BTW my wording was ambiguous and I’ve changed it. What I meant here is that I hope I won’t be butchering the fundamental tenets of flucoma in my online course… I’ll be posting a couple of examples later on next week, and if any of you spot major troubles, I’d be delighted to have a big red warning before shooting the video lecture in June :slight_smile:

1 Like

@weefuzzy I thought we softmax’ed our classifier’s output vector (hence not having the outputActivation parameter)… but looking at the code it doesn’t seem so. Or I am still a noob. which I am.

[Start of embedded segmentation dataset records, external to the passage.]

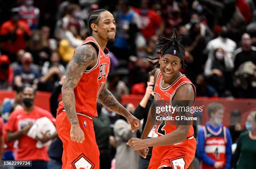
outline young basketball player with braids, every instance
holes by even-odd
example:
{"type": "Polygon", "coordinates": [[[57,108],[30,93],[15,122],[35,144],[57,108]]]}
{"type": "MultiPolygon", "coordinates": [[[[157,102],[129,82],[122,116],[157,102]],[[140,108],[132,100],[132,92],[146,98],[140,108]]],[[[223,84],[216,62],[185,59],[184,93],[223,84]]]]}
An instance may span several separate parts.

woaaa a flucoma related video lecture incoming? I now count the days to June :heart:

I’ll bear all that in mind :slight_smile: So far I’ve had nothing to do with the ongoing LSTM experiments, but sure, when it looks like getting merged we’ll want to make sure there’s parity between the tools.

2 Likes

…except that:

  1. it will be part of an italian university series called MOOC and thereby not open to everyone, but only to students of the academies that enroll – or individuals who pay a fee (no idea how much), e.g. https://www.pok.polimi.it/; and
  2. … it will be in italian :frowning:

These are constraints, as this course is something I am being commissioned to do.
Still, I don’t want to mess things up too much, so an informal eye on a couple of patches would be amazing…

:heart:

I’ve starting considering teaching classification using the MLP Regressor and one hot encoding. I think it’s doable and students can expand on it various ways–including multi-hot encoding. A softmax implementation would be a great extension of this.

Maybe in addition to an activation function it is a buffer to buffer transform with a temperature argument?

You mean something that takes an n-point buffer and returns its softmax (with temperature)? FluidBufSoftmax(buf, outbuf, temp) kind of thing?

1 Like

That is what I’m thinking. That way it could be used after the output of a MLP but could also be used to tweak a probability distribution on a vector of inverse distances (more similar = more likely to be sampled) or some other measure where one wants to sample from a distribution with some “temperature” control.